Originally posted by: Lothar
Originally posted by: Darwin333
Originally posted by: Lothar
Originally posted by: Skoorb
The problem is the unions AND the product AND management. There is no reason to pay somebody to do a menial, brainless task at $28/hour when the free market says they'll do it at $14 (case in point recently Ford bought out a bunch of their employees at $28 and hired replacements at $14--union had kept wages artificially high for a brainless task). Their vehicles have worked ok but they've been top-heavy for a while. With low gas it worked, but even Toyota is getting pinched heavily now because they are also top-heavy with the size of vehicles and sales in the US are plummeting as they are for domestic manufacturers. Few anticipated where gas is now, but it has been creeping up for years. It does take several years to conceive of, and put in showrooms, a new car, but an already top-heavy manufacturer being already bled dry with an oppressive union and you have the continued demise of the domestic manufacturers. I believe also that the "I only buy American" has worked in their favor for many, many years to reward otherwise substandard behavior.
Funny thing about you people who support a high-school grad working a task that can be taught in 15 hours making $30/hour + benefits is that he won't even have this job after his employer closes down yet another factory and he's in it.
Your post about unions makes sense...Until you realize that Toyota pays their workers more in wages and benefits than what Ford and GM UAW workers get.
After a quick google search it appears that Honda pays considerably less than the "big 3". Haven't looked into Toyota yet.
Also looks like they are actively avoiding hiring laid off union workers.

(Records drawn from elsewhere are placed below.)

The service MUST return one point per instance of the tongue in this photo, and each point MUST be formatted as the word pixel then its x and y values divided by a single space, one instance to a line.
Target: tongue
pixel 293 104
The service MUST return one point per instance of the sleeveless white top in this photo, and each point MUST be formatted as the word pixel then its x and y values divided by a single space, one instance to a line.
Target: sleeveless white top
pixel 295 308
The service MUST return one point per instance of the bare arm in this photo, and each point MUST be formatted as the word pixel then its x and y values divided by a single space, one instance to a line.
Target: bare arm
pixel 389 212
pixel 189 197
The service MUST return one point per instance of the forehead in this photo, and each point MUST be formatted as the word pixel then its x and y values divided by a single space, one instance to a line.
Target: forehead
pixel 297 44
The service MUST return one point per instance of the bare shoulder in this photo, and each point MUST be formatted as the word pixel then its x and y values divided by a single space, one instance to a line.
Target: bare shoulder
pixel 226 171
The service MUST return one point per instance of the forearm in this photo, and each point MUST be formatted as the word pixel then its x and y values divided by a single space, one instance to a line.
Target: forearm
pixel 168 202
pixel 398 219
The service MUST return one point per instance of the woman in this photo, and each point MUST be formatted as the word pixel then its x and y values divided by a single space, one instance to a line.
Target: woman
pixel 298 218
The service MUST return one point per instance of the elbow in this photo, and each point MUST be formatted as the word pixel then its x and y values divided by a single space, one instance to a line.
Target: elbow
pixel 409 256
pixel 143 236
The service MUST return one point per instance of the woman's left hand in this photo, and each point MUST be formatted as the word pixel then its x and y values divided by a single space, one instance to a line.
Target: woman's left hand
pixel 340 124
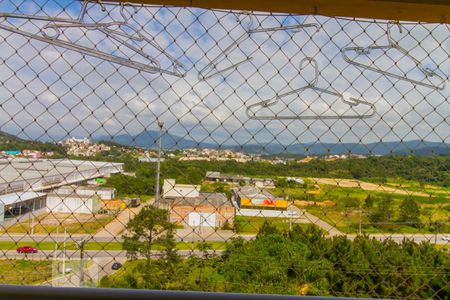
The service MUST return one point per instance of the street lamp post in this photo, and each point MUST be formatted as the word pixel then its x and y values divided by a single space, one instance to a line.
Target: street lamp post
pixel 158 164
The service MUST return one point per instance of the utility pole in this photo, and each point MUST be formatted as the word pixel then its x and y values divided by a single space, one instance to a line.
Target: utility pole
pixel 64 254
pixel 81 262
pixel 158 164
pixel 360 221
pixel 56 243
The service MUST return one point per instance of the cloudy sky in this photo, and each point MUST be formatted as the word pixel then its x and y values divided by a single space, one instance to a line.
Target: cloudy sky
pixel 48 91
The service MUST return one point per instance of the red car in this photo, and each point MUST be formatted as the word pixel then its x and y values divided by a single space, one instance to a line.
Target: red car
pixel 26 249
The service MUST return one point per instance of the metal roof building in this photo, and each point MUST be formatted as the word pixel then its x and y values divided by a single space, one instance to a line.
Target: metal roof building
pixel 20 174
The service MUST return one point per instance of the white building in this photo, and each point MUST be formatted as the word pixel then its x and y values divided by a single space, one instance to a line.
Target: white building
pixel 104 193
pixel 72 203
pixel 173 190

"When Honda Motor Co. announced last year that it was building a new plant amid the farms of southeastern Indiana, Hoosiers cheered. Then Honda announced in August that only people living in 20 of the state's 92 counties could apply for jobs -- a move that excluded most of the state's thousands of unionized laid-off auto workers."
Toyota does.
That's why I specifically mentioned them.
Are you including wages and benefits or just wages? I have found a decent bit about the wages Toyota pays and their rather smart tactics at avoiding unionization but relatively little on the benefits. I don't know the credibility of this site but its the only side by side comparison I have found so far.